First and foremost, I will look at the character of Ripley. Sigourney Weaver’s role as Ripley was a career changing one, making her one of the first true female action heroes. I mean, how could she not be considered an action hero, regardless if she is a woman or not? Ripley is badass. If we are talking about her as an action hero it is important to remember that Ripley is not a super human with super abilities, she is a normal woman who survives the Alien attack with her own wit and skill. It is in this sense that I find her one of the most feminist characters because she is able to achieve and survive based on her own merits, not because of some freak turn of events which gave her advantage over the Alien.
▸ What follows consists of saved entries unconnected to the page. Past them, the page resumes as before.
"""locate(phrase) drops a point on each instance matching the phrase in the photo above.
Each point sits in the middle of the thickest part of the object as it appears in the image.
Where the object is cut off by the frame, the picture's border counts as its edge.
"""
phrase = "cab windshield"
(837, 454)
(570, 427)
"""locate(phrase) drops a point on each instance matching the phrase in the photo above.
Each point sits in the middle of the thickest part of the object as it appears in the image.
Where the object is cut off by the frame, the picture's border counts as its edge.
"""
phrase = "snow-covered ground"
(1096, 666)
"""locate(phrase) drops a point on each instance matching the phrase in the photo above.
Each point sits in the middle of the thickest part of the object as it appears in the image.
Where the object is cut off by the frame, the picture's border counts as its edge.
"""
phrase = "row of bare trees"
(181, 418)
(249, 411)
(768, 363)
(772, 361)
Secondly, I turn to a number of the imagery and themes which appear not just in Alien but throughout the franchise. These images and themes are sexual in their basis, whereby phallic and vaginal imagery is littered throughout the film (once you notice it, it is impossible to miss). Even the Alien itself is comprised of phallic imagery in which it impregnates its victims with eggs that then burst out of their chests. In this sense, Alien is a film about rape and the ‘male fear of female birth’. It turns on its head the narratives around rape that often paint women as inherently victim by having them as the ones whom fight back.
4. Legally Blonde
I’m sorry but who doesn’t love Legally Blonde? Elle Woods inspired a generation of girls to turn ‘You got into Harvard?!’ ‘What, like its hard?’ from a funny quote to mantra of empowerment.
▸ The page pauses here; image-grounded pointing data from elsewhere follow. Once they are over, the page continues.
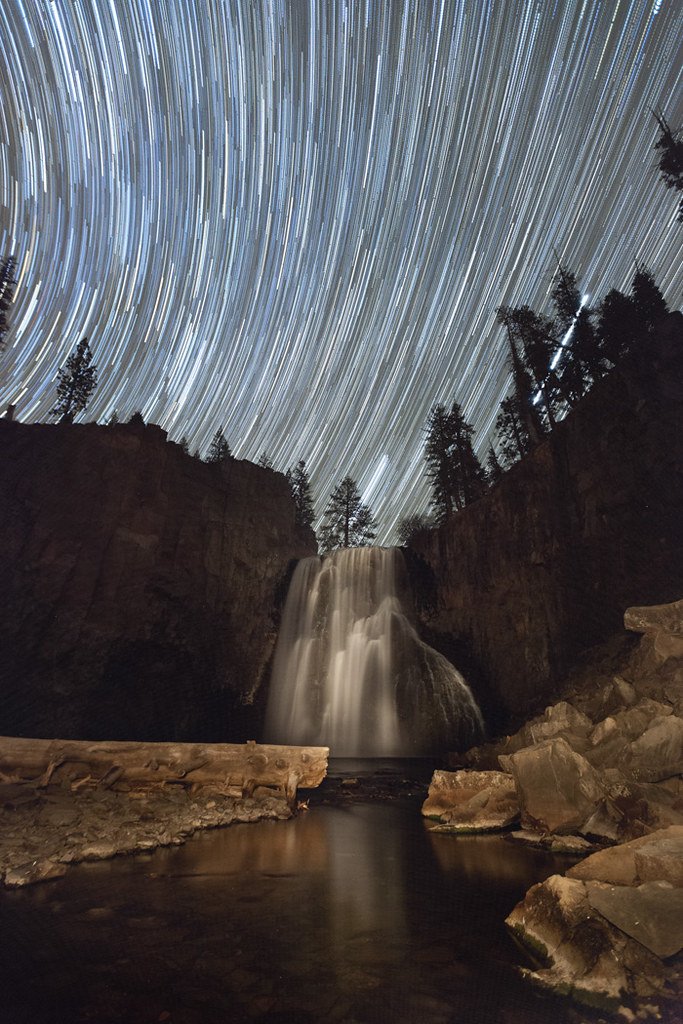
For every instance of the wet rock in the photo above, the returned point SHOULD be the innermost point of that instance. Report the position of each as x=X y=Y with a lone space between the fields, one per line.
x=589 y=957
x=36 y=870
x=472 y=801
x=558 y=790
x=654 y=857
x=556 y=844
The film tells the story of Elle Woods a popular, blonde sorority president who is heartbroken when her boyfriend Warner Huntington III breaks up with her, instead of proposing to her. He explains that he needs someone more ‘serious’ in order to achieve his dreams of completing Harvard Law School and becoming a senator. Elle deciding to enrol at Harvard too in order to win him back.
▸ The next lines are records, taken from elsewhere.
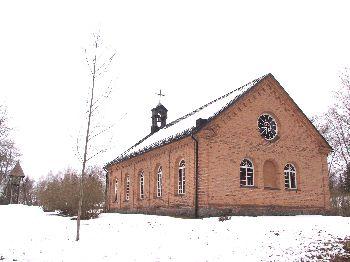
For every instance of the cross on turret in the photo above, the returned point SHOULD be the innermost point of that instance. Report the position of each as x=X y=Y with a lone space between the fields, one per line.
x=160 y=94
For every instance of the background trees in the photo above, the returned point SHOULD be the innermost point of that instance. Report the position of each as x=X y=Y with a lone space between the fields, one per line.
x=8 y=153
x=60 y=192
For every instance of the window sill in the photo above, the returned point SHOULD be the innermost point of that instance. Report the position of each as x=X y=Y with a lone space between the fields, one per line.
x=251 y=187
x=291 y=189
x=271 y=188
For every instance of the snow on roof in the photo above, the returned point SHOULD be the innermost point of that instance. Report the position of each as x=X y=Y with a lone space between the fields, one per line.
x=185 y=125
Now, the one critique people always bring up about Legally Blonde is that Elle Woods only gets where she is in the film (Harvard, Professor Callahan’s internship ect) because she was chasing a man in the first place. That can be a valid point, yes the film does begin with Elle trying to get into Harvard because that’s where Warner is going. However, the film isn’t about Warner or Emmett or any of the men and boys in Elle’s life. The film is about Elle coming into her own in spite of those around her (See: Warner) not believing that she can do it.
Throughout the film Elle is shown to be a resourceful, intelligent and with a quick-wit. Her intelligence being something that many of the characters doubt throughout the film, and something many viewers do not take note of till around half way through. I mean, it is literally in the first ten minutes of the film that Elle easily proves wrong a sales woman who thought Elle was an easy target for a mark-up on a dress. Elle knowing off hand what season the dress was from, the cut and the stitching that should be used on it, as well as the fact that she was not going to pay full price for a ‘last year’ dress. Many viewers underestimate Elle at this point in the film but why? Is it because she is studying fashion at UCLA? (which she has a 4.0 GPA in, might I add).
The fact is that this film is, in its entirety, about showing how women are often worth more than they allow themselves to be seen for, and Elle Woods proves that. While she might end up with the ‘nice’ guy Emmett at the end is not important to the plot or Elle’s character, she does not need him, and it is just a minor side plot.
Elle Woods is a feminist icon through and through. Not only that but she proves that you can have it all and still wear pink – her signature colour.